Across the country, creative alternatives to the dominant finance and employment system are developing. These include local currencies, time banks, community supported agriculture, farmers markets, worker or consumer cooperatives, land trusts to control housing prices and discussion of complementary monetary systems. There is a growing movement for public banks and remaking the Federal Reserve while people take steps to opt out of Wall Street by moving their money from the big banks. A new democratic economy is being created outside of the Wall Street-dominated economy.
One of the main purposes of the Occupy encampments was to show people they were not alone, that a lot of people shared their values and concerns about the unfair economy and dysfunctional government.

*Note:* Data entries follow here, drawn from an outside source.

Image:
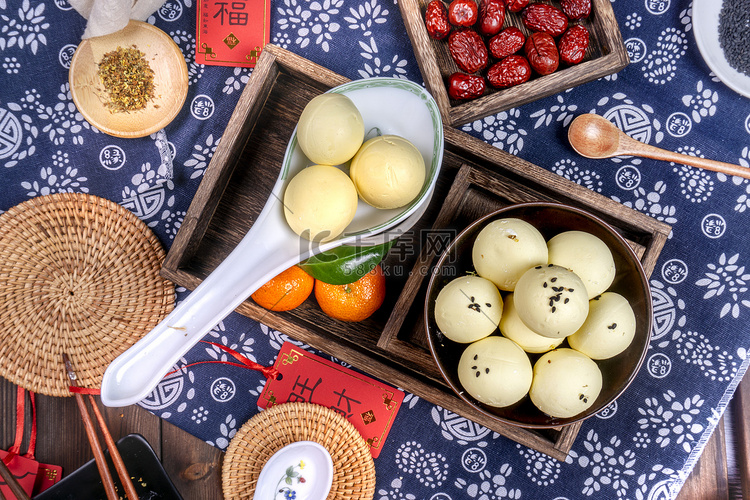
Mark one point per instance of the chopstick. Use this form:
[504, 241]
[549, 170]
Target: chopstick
[12, 483]
[101, 462]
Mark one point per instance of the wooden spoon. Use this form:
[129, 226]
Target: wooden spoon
[593, 136]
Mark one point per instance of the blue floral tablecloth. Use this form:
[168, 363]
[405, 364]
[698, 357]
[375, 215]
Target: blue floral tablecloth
[642, 447]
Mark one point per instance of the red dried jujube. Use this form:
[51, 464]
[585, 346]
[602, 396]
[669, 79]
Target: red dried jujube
[463, 13]
[468, 50]
[491, 17]
[517, 5]
[576, 9]
[545, 18]
[542, 53]
[436, 20]
[512, 70]
[573, 44]
[507, 42]
[463, 86]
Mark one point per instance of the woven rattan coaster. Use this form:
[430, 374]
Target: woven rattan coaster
[272, 429]
[78, 274]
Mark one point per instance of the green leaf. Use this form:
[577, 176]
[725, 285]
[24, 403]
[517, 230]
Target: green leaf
[345, 264]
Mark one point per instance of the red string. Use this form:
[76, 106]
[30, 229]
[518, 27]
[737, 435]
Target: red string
[21, 426]
[32, 438]
[84, 390]
[20, 414]
[268, 371]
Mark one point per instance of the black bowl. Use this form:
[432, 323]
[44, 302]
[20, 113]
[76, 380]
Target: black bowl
[630, 282]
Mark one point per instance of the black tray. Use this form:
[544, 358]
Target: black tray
[149, 477]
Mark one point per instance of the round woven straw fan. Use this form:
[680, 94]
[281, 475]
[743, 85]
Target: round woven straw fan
[270, 430]
[78, 275]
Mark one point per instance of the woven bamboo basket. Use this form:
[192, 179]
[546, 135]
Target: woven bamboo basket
[78, 275]
[272, 429]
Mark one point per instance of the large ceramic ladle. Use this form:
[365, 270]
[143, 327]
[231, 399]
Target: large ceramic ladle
[593, 136]
[393, 106]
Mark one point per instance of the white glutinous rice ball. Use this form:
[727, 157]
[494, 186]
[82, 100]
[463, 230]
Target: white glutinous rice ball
[330, 129]
[587, 256]
[565, 383]
[388, 171]
[516, 330]
[495, 371]
[505, 249]
[319, 202]
[609, 328]
[551, 301]
[468, 309]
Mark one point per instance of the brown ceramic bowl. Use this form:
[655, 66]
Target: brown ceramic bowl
[630, 281]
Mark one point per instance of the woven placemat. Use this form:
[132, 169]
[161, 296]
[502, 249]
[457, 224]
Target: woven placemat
[272, 429]
[79, 275]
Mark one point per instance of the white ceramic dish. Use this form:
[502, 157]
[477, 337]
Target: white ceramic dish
[391, 105]
[280, 477]
[706, 29]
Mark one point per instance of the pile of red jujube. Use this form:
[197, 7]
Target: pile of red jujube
[476, 37]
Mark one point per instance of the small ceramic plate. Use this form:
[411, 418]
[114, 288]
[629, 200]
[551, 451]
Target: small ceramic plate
[706, 29]
[170, 81]
[302, 470]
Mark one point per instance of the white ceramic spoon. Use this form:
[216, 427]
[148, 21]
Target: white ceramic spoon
[306, 459]
[392, 105]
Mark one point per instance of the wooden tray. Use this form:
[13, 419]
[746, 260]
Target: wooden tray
[390, 345]
[606, 54]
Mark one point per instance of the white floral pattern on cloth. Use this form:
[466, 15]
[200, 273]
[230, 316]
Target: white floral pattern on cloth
[641, 447]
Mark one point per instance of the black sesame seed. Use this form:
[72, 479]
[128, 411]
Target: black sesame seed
[734, 30]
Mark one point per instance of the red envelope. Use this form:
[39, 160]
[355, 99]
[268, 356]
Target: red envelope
[371, 406]
[31, 475]
[232, 32]
[24, 470]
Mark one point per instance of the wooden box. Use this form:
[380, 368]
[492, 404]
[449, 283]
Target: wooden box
[606, 54]
[475, 179]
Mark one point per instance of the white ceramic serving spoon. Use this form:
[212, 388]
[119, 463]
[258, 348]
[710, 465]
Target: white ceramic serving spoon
[302, 459]
[393, 106]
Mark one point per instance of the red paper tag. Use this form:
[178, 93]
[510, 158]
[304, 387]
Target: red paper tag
[46, 476]
[232, 32]
[368, 404]
[24, 470]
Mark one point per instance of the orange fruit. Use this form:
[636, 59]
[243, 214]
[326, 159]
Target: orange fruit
[286, 290]
[353, 302]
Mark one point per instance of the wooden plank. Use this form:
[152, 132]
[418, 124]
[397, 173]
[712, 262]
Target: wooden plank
[193, 465]
[709, 478]
[741, 413]
[606, 55]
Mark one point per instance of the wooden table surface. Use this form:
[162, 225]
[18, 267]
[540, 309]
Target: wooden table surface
[195, 467]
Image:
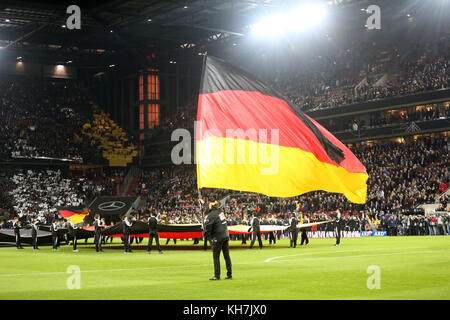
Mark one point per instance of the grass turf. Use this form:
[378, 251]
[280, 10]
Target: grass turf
[411, 268]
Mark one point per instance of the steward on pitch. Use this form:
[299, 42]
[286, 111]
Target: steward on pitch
[216, 231]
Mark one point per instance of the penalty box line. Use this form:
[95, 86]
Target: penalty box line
[336, 251]
[207, 265]
[359, 256]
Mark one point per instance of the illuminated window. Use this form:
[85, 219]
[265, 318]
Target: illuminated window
[153, 115]
[141, 87]
[141, 117]
[152, 87]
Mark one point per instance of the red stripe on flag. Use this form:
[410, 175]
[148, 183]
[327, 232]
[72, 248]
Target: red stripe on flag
[249, 110]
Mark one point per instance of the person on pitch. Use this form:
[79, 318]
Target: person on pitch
[99, 225]
[293, 230]
[54, 230]
[256, 233]
[34, 230]
[305, 239]
[216, 231]
[127, 224]
[16, 227]
[153, 232]
[73, 230]
[337, 227]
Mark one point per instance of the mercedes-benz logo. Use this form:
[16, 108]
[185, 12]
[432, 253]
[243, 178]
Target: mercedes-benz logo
[111, 205]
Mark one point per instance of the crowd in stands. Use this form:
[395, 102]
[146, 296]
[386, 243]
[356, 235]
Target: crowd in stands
[364, 73]
[43, 119]
[35, 194]
[401, 177]
[108, 137]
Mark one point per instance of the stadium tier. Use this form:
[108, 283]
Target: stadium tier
[314, 134]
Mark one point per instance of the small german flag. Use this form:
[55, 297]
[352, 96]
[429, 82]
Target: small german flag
[77, 214]
[236, 115]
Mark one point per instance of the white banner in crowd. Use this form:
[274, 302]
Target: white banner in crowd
[330, 234]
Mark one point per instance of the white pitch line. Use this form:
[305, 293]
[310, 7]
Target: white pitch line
[365, 255]
[105, 270]
[208, 265]
[335, 251]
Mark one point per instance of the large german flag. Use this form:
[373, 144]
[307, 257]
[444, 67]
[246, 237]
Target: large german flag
[77, 214]
[250, 138]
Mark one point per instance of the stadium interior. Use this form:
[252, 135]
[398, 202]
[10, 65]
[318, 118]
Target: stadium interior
[90, 112]
[94, 94]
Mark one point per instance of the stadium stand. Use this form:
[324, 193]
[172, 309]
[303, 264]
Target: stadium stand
[108, 137]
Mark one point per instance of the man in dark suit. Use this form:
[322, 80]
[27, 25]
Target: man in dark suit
[73, 230]
[337, 227]
[217, 231]
[293, 230]
[153, 232]
[16, 227]
[54, 230]
[98, 224]
[256, 231]
[34, 230]
[127, 224]
[305, 239]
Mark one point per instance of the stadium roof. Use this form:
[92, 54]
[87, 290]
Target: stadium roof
[133, 29]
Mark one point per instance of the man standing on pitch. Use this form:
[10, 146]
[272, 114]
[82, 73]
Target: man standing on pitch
[216, 231]
[337, 227]
[73, 232]
[54, 230]
[293, 230]
[34, 229]
[98, 233]
[255, 225]
[127, 224]
[16, 227]
[153, 232]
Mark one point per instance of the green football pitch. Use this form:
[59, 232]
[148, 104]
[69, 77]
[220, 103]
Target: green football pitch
[364, 268]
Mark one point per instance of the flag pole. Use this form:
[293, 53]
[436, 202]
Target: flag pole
[199, 189]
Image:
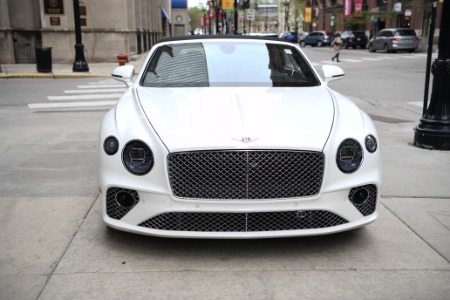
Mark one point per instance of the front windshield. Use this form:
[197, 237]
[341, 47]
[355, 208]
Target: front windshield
[229, 64]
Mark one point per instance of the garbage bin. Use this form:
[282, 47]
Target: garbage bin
[44, 59]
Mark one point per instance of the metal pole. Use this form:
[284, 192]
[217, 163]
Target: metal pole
[235, 17]
[80, 64]
[433, 132]
[429, 54]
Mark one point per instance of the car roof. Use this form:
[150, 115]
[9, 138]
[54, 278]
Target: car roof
[220, 37]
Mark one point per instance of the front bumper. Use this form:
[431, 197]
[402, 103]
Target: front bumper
[162, 215]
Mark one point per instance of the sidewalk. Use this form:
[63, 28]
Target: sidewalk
[65, 70]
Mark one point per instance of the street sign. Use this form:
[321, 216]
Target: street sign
[251, 14]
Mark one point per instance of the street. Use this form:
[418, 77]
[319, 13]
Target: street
[54, 244]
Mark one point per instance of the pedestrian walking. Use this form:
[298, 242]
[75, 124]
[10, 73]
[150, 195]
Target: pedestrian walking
[337, 45]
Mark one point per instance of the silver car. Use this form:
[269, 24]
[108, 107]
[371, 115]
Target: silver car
[393, 39]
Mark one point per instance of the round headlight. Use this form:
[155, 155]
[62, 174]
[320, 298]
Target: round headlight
[137, 158]
[111, 145]
[349, 156]
[371, 143]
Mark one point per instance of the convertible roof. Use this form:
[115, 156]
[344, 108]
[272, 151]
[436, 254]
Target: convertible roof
[223, 37]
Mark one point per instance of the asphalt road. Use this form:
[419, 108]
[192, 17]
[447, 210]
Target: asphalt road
[53, 244]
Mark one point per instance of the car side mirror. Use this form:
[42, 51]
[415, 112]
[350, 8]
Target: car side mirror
[124, 74]
[331, 73]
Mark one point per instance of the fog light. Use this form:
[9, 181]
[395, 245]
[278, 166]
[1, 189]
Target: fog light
[371, 143]
[349, 156]
[124, 199]
[360, 196]
[137, 157]
[111, 145]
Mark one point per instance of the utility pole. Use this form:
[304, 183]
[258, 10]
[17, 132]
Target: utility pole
[80, 64]
[433, 132]
[235, 17]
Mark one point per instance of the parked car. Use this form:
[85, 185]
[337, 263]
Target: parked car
[235, 137]
[291, 36]
[354, 39]
[393, 39]
[317, 38]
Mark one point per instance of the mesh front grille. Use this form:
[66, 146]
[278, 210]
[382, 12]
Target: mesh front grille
[243, 222]
[245, 174]
[369, 206]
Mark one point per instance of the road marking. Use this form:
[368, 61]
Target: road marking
[351, 60]
[418, 103]
[86, 91]
[83, 97]
[100, 86]
[370, 59]
[71, 104]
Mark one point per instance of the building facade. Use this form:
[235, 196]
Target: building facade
[109, 27]
[369, 15]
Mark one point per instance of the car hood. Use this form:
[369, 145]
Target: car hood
[239, 118]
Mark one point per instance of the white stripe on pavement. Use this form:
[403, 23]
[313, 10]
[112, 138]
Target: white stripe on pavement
[351, 60]
[71, 104]
[94, 91]
[418, 103]
[83, 97]
[101, 86]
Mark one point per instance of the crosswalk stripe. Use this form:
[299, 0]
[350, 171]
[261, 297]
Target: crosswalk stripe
[418, 103]
[351, 60]
[83, 97]
[71, 104]
[86, 91]
[101, 86]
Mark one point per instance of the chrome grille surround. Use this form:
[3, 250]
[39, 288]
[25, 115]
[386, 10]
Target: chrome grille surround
[369, 206]
[243, 222]
[245, 174]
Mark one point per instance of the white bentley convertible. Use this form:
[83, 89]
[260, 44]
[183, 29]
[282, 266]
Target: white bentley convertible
[236, 137]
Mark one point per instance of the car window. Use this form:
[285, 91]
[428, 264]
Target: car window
[405, 32]
[228, 64]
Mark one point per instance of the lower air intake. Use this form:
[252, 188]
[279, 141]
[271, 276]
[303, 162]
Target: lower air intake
[243, 222]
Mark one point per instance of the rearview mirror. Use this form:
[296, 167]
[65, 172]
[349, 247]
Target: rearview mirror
[331, 73]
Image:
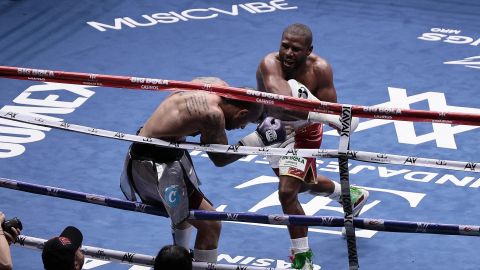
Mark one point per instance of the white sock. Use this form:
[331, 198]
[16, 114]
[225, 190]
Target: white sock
[201, 255]
[182, 237]
[299, 245]
[337, 192]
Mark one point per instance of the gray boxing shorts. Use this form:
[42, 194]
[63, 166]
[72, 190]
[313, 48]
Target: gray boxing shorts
[162, 177]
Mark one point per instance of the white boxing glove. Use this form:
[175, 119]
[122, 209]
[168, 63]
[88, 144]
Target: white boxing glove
[301, 91]
[270, 131]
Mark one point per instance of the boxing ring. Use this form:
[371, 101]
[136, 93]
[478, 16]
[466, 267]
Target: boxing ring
[418, 56]
[343, 154]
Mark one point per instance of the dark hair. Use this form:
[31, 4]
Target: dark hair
[299, 29]
[173, 257]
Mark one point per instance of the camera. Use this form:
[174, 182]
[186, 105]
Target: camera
[9, 223]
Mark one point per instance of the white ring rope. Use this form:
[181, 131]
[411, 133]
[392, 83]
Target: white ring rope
[248, 150]
[128, 257]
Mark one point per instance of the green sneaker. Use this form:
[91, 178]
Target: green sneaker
[302, 260]
[359, 198]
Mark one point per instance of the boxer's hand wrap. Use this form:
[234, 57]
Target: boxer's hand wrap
[332, 120]
[269, 132]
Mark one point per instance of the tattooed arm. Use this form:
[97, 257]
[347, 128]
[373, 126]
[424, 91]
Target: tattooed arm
[214, 132]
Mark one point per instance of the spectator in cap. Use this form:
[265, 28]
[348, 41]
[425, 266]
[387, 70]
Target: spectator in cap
[6, 239]
[173, 257]
[63, 252]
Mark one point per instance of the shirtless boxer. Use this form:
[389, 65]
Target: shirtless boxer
[165, 177]
[295, 71]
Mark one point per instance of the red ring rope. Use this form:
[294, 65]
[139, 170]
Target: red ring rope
[238, 93]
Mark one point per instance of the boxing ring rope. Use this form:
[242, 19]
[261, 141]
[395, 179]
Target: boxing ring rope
[128, 257]
[21, 73]
[275, 219]
[346, 113]
[370, 157]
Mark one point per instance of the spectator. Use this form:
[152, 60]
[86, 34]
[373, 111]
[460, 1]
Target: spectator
[6, 239]
[63, 252]
[173, 257]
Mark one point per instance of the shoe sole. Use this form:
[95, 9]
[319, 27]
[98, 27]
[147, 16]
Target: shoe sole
[357, 209]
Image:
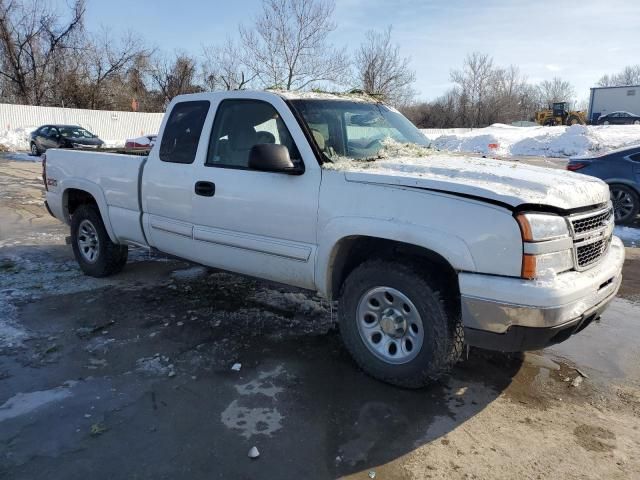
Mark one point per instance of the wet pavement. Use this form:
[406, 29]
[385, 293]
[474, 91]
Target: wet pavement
[131, 377]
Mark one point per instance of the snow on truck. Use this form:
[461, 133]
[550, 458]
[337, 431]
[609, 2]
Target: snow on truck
[339, 194]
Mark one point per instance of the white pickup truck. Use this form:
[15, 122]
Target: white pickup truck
[339, 194]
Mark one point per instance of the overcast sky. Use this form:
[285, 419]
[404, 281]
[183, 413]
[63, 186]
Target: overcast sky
[578, 40]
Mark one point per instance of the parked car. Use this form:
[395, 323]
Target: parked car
[62, 136]
[141, 143]
[424, 252]
[619, 118]
[621, 170]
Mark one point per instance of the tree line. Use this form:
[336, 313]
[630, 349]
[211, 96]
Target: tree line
[48, 57]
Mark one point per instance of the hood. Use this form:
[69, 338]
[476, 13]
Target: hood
[508, 182]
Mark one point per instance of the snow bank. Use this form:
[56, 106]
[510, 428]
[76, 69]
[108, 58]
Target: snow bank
[506, 140]
[630, 236]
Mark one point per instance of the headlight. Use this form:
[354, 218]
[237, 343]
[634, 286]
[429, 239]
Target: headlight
[536, 227]
[547, 264]
[547, 245]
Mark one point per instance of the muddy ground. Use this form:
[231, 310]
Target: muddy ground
[131, 377]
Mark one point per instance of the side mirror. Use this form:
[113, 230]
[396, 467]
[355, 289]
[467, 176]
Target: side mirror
[269, 157]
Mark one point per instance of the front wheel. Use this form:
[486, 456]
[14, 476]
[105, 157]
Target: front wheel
[626, 203]
[396, 324]
[96, 254]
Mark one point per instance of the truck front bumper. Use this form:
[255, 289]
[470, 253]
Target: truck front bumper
[511, 314]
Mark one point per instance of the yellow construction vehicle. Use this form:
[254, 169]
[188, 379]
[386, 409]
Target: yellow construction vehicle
[559, 114]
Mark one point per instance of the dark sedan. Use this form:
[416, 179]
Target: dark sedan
[621, 170]
[62, 136]
[619, 118]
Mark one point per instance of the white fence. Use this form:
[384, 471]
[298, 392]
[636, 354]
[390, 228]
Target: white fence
[445, 131]
[111, 126]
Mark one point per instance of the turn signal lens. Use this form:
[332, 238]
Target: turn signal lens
[537, 227]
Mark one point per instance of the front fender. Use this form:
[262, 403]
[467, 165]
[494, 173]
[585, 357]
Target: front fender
[624, 181]
[96, 192]
[450, 247]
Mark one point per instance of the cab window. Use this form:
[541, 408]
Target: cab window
[182, 132]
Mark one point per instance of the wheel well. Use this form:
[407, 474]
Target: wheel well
[352, 251]
[73, 198]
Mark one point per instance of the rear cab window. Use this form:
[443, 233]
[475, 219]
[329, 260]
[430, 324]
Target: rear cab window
[182, 132]
[239, 125]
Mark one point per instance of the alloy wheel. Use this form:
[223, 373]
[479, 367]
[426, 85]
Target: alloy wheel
[622, 203]
[390, 325]
[88, 241]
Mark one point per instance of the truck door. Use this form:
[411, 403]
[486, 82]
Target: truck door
[167, 179]
[254, 222]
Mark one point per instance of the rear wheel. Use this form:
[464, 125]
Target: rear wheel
[96, 254]
[626, 203]
[396, 324]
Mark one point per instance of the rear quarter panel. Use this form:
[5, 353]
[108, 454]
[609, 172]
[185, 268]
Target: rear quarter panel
[112, 179]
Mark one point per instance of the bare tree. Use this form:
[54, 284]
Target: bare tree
[474, 83]
[288, 48]
[223, 67]
[108, 62]
[555, 90]
[381, 70]
[32, 39]
[630, 75]
[175, 76]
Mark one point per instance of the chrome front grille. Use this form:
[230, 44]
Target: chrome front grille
[591, 236]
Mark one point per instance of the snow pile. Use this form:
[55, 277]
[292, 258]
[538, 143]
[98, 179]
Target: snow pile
[506, 140]
[16, 139]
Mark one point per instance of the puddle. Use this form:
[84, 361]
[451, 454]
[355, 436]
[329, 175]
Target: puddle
[609, 348]
[24, 403]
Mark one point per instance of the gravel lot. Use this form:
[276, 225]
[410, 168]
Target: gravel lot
[131, 377]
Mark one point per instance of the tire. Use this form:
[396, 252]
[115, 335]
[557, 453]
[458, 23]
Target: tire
[96, 254]
[439, 322]
[626, 203]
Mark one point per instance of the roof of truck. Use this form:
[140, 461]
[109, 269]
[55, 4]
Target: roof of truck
[356, 96]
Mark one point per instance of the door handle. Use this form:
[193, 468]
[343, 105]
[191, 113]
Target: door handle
[205, 189]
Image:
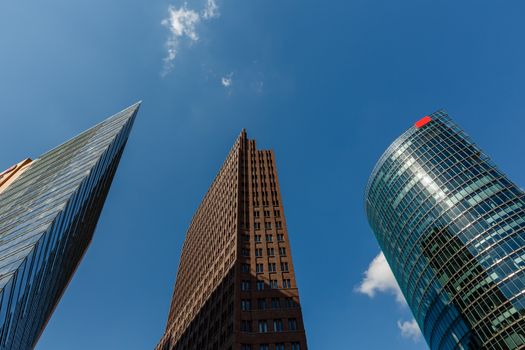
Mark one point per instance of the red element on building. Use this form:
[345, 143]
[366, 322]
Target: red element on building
[423, 122]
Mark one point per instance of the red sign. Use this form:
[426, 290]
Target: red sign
[423, 122]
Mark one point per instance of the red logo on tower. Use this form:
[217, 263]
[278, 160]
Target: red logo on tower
[423, 122]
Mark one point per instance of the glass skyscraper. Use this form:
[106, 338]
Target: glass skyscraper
[49, 208]
[452, 228]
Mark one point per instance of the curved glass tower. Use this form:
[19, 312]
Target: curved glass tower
[452, 227]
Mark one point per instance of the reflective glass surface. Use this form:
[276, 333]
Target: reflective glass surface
[451, 226]
[47, 219]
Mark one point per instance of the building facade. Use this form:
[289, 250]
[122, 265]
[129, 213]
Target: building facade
[49, 208]
[452, 228]
[235, 287]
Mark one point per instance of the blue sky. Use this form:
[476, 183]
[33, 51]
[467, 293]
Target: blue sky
[327, 85]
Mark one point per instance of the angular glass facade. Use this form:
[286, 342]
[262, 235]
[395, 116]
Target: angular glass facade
[47, 218]
[452, 227]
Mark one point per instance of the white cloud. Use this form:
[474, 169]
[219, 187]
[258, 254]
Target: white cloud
[226, 81]
[181, 23]
[211, 10]
[379, 278]
[410, 329]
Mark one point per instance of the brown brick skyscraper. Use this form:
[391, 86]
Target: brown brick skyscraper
[235, 287]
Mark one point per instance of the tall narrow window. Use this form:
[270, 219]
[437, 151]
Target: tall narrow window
[263, 326]
[278, 325]
[292, 324]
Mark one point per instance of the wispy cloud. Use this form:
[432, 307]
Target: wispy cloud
[227, 80]
[378, 278]
[410, 329]
[182, 24]
[211, 10]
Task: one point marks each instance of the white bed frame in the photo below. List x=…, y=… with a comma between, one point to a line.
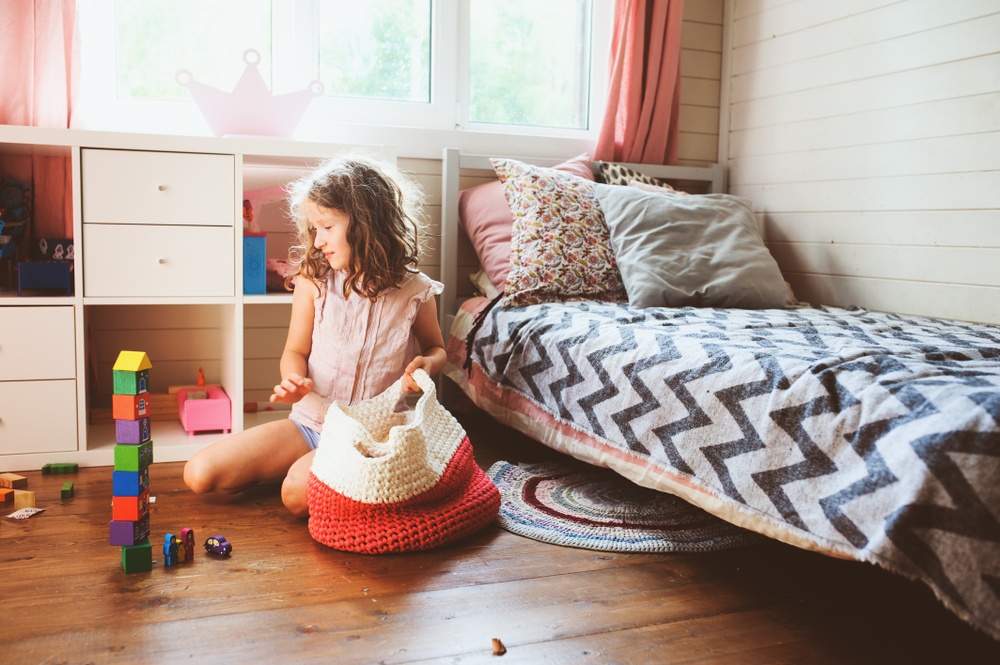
x=452, y=164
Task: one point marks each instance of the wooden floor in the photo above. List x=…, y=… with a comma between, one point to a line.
x=281, y=597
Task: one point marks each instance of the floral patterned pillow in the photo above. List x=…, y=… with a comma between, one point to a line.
x=560, y=247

Occupiers showed people they could stand up. And the police repression showed their courage against an abusive government that was doing the work of the banks rather than protecting the constitutional rights of Americans. This courage has been contagious as we can see in the growing movements around the country.
Environmental activists have escalated their protests against the extreme energy economy that relies on risky and expensive extraction methods like tar sands, hydrofracking, mountaintop removal and off-shore drilling. At the same time, increased resistance turned the nuclear renaissance into a nuclear retreat with companies pulling out and reactors being closed. These protests have been joined by, and often led by, Native Indian groups like Idle No More.
And, for the first time, the American people helped stop a war after a president said he wanted to bomb a nation. The bombing of Syria may be halted only temporarily, but this is an amazing feat. This may be the beginning of an antiwar movement that crosses the political spectrum and can take on the challenge of ending US imperialism and militarism.
This brief review does not do justice to the depth and activity of what is occurring every day in the United States and around the world. Rather than disappearing, Occupy has evolved and is bigger and deeper, more connected to communities and other organizations, than it was when there were encampments all over the country.
The movement continues to grow and broaden because of the very fertile environment created by a government that cannot respond to our demands for a fair economy, that tramples on our Free Speech and other rights and that puts profits ahead of protecting the planet. The hubris and greed of those with unfair wealth has not diminished. They continue to take more, want more and create a rigged economy that serves only them, not all of the people.
We have no doubt that the movement is growing, that support for our views are rising and that we are reaching a tipping point that will ensure our ultimate success. People who want to see transformative change in this country should go forward with confidence and build on the strengths we have shown. We will look back on this era in amazement at all we have accomplished.